Misschien was het ook de kilte, die haar in een soort psychotische toestand liet wegglijden, hoewel ze haar best deed om niemand er iets van te laten merken. De spanning onder in haar rug, in de spinale zenuwen, haar maag die zich omdraaide als ze at. De treurige vingers die aan het uiteinde van haar armen hingen en schamper lachten over hun eigen hulpeloosheid. De kilte bevroor de handen van de vrouwen tot ijs. Zelf kon ze hun aangetaste harten niet meer genezen. Een verschrikkelijke hopeloosheid overviel haar en mondde uit in woede. Praten hielp niet, het leek wel alsof woorden nog meer verdriet opriepen. Woede, daarentegen, maakte haar sterk.
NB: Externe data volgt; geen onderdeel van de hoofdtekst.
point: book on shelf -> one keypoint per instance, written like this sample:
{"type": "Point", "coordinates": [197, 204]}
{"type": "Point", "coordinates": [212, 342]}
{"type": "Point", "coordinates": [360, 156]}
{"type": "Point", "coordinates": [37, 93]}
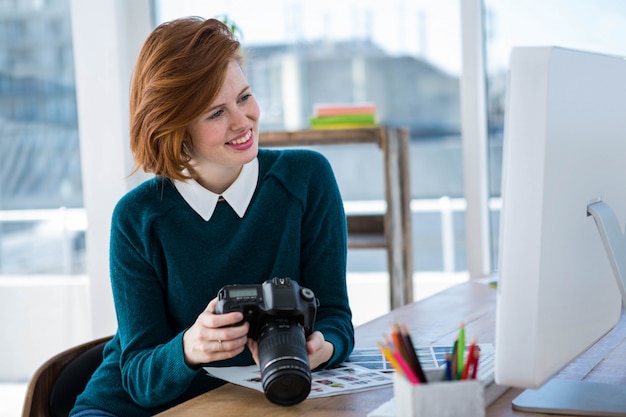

Buiten sneeuwde het. En al was de sneeuw vies, wat dan nog? Ze zou weer smelten.

De boom in de tuin stond in de duisternis als een engel met honderd vleugels. De sneeuw was schoon wanneer ze uit de hemel neerviel, maar werd vies zodra ze zich op gebouwen en het trottoir neervlijde.

Hen vermoorden was de enige oplossing. De avond dat ze dat voor de eerste keer had gedacht, had ze voor het raam vijf kaarsen aangestoken. De angst dat ze kon worden gepakt, nam ze zorgvuldig in overweging. Maar de angst verdween snel. Ze pakte een klein, haveloos boekje. Toen ze elf jaar was had ze er een paar gedichten in geschreven. Op de eerste bladzijde stond:

In de mist zit een vogel

Alleen zit hij daar

Voor het raam zit moeder

Alleen zit zij daar

Toen dacht ze: als ik nu een kind ben, kan ik over een paar uur weer een vrouw zijn. En nog een paar uur later ben ik misschien een moordenaar.

Ze lachte; zo simpel was het. Zo bevrijdend als het achteraf zou voelen, hen te hebben geholpen. Hen echt te hebben geholpen.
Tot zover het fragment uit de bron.